John DiPietro, one of the teen leaders in the LifeTeen program at St. Brigid Church, Alpharetta, appreciated being named the youth of the year from his parish.
“It’s an honor to be here. I’m glad to be here,” he said. “I can’t wait to go back to my parish and thank them.”
As one of the LifeTeen leaders, he helps other teens get to know their faith. He also serves as a lector for Mass.
“We went on a mission trip to the Gulf Coast to paint houses last summer for one week, in the Mississippi area,” he added.
DiPietro traveled this year to New York City as part of the High School Model United Nations team, for the national awards. He is involved in drama and president of the chorus at Centennial High School, Roswell.
Mizette Coakley was named woman of the year from our Lady of Lourdes Church, Atlanta. She said, “I’m honored to be chosen as woman of the year. My wisdom comes from my older sisters in the ministry: Ms. Ernestine, Ms. Mattie, Ms. Darlene, and the list goes on.”
Coakley is active with the Knights of Peter Claver Ladies Auxiliary; the church choir, which is traveling to Italy at the end of May to perform for Pope Benedict XVI; the Healthy Ministry program, where she helps with health fairs and walk-a-thons; and with Simon’s Call, an AIDS program. Past president of her parish women’s club, she is also a former vice-president of the South Deanery.
Coakley noted, “I learned that if you trust in the Lord and lean not on your own understanding, He will direct your path, which He’s done for me.”
St. Lawrence Church’s youth of the year was Kenny Moon, who found the event to be “great to honor those who work hard in the parish and community.” He helps with the parish picnics and fish fry nights by cooking, setting up and running the events. Active in the LifeTeen program, he also works at the homeless shelter at Central Presbyterian Church in downtown Atlanta.
Bob Moon, Kenny’s father, said, “I’m very proud of him. It takes a community to raise a kid, and St. Lawrence and Scouting are great and proud communities.”
Named woman of the year by Our Lady of Perpetual Help Church in Carrollton, Geraldine Bovona was “thrilled” to have friends and family in attendance at the Mass. She is an usher, lector, active in the Altar Society, and assists with preparing meals for confirmation and funeral receptions. She also volunteers in the parish office and is in charge of the food pantry for the St. Vincent de Paul Society.
“It’s a very joyous occasion for me,” she said.
Samantha Smith, youth of the year from Our Lady of Lourdes Church, said, “I’m excited.
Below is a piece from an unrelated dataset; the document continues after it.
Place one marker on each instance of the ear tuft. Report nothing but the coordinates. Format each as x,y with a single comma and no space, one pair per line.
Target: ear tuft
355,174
It feels good to be recognized for your contributions to your church.”
She is involved with Teen Ministry, Junior Daughters of the Knights of Peter Claver Ladies Auxiliary, and is an extraordinary minister of holy Communion at Mass. Last August Smith was a representative at the African-American Catholic Conference. At Benjamin E. Mays High School, Atlanta, she is captain of her debate team, co-editor of the school’s newspaper, and a member of the band’s flag corps.
“I feel that my faith has brought me this far,” she said. “I’m proud in the fact that just believing in God and through the support of my church, I’ve made it this far.”